Whilst in Jamaica, Tessa went to a private primary school and then state-run secondary school. The primary school was filled with majority white and mixed children from affluent families and she was teased for being “too black” with her then-strong Patois accent. Later, when she went to secondary school she was teased for being “too white”. She says this is the story of her life, not feeling entirely Jamaican or English. Tessa has a real love of Japanese society which may in part stem from her maternal grandparents having lived and worked in Japan and Singapore. Her model name “Kuragi” is fabricated word that comes from “Kurage”, the Japanese word for jellyfish. The way she has explored this persona she describes as a way of exploring her own personal culture within her mixed heritage. Finding a persona that was possibly the furthest from Jamaica, but yet still an island, and still something 'other' than white. Tessa has since been to Japan many times and has managed to find a place for herself there on the art scene.
Tessa’s mother worked as a doctor for British Airways and, as a perk of the job, the family received first-class tickets to travel back and forth between Jamaica and London.

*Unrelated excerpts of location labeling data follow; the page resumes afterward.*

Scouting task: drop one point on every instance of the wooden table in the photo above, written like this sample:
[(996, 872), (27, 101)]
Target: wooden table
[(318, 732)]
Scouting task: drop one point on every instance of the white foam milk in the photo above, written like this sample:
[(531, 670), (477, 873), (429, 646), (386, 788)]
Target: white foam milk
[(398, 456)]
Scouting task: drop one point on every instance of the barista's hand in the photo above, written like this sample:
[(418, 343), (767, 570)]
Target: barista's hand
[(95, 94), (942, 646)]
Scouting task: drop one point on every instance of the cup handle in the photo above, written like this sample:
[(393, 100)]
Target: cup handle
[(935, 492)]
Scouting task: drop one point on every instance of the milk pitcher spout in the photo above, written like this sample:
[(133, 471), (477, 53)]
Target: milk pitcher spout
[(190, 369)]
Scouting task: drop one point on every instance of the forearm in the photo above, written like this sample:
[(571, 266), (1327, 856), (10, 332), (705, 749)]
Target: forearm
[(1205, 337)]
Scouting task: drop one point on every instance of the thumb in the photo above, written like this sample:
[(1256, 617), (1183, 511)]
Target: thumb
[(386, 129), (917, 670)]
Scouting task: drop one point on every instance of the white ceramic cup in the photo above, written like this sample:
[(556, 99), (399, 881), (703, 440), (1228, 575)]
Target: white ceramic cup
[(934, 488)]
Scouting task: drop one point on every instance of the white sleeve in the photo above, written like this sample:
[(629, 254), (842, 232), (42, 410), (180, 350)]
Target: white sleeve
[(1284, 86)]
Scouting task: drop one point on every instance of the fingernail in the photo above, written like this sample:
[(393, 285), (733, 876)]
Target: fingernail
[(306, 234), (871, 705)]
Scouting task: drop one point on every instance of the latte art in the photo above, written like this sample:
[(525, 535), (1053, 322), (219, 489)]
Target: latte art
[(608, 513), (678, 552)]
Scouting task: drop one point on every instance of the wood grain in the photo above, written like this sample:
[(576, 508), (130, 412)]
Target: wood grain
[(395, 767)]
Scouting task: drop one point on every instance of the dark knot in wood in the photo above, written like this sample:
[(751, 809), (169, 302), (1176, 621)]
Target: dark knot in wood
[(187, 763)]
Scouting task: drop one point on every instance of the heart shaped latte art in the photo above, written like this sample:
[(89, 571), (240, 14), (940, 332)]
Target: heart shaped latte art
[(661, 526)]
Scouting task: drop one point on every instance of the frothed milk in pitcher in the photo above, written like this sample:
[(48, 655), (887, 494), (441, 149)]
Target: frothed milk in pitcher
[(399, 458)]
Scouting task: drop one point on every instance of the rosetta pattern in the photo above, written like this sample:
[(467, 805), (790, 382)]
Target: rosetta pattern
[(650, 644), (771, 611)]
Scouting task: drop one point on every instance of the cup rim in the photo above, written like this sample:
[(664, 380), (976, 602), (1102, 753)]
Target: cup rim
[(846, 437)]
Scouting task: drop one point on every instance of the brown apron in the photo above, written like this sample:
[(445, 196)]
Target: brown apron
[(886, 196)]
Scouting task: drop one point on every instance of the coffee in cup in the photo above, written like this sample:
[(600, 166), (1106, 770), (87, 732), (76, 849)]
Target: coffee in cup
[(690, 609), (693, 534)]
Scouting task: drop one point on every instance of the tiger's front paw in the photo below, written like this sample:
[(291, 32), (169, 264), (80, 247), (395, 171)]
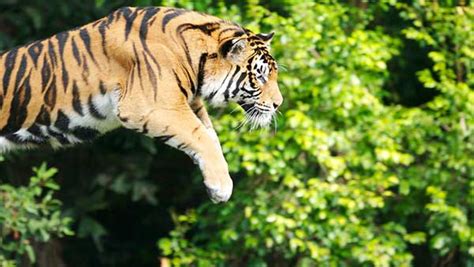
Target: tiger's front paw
[(220, 190)]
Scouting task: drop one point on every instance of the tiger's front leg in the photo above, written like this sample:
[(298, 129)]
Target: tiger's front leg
[(199, 109), (175, 123)]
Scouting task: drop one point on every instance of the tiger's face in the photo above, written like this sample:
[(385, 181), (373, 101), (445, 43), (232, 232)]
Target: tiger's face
[(248, 75)]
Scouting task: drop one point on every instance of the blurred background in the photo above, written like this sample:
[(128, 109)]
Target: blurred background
[(371, 162)]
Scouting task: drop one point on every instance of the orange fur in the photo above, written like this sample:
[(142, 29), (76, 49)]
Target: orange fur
[(145, 69)]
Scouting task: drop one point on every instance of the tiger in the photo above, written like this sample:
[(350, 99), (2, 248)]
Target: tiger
[(148, 69)]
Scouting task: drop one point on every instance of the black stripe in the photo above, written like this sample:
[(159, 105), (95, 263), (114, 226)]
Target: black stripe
[(76, 99), (227, 90), (34, 51), (102, 32), (129, 19), (45, 74), (93, 110), (181, 86), (149, 13), (20, 73), (19, 108), (50, 95), (58, 136), (201, 72), (10, 61), (65, 77), (43, 117), (52, 53), (29, 140), (62, 39), (168, 17), (237, 85), (62, 122), (85, 133), (165, 138), (152, 75), (138, 66), (86, 38), (182, 146), (75, 52), (102, 88), (193, 87)]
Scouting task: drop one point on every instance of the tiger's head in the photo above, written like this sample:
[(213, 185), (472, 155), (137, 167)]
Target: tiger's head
[(246, 73)]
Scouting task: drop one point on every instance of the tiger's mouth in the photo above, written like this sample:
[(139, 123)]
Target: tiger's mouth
[(257, 115)]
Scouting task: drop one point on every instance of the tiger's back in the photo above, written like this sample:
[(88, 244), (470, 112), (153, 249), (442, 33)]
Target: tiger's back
[(145, 69), (65, 89)]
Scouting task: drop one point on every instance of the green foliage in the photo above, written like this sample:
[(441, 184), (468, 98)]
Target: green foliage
[(347, 179), (30, 214)]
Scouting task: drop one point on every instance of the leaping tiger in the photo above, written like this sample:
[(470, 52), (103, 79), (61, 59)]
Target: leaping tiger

Tessa often would fly back to Jamaica to visit family and return to London. She was frequently subjected to stop and search by the airport security - sometimes up to 6 times on one journey from leaving the plane to passport control. Having naturally curly hair and tanned skin, travelling alone in first-class clearly spelled drug mule to the authorities, so Tessa decided to make an experiment and straighten her hair and wasn’t stopped by the police again. She also noticed that upon straightening her hair she seemed more accepted by other ethnicities. Although she feels guilty about changing her appearance in this way, her hair has now become a key part of her style and model persona. She likes that it leaves her existing in a space somewhere even more difficult to place than before and this for her feels like the identity she’s comfortable with.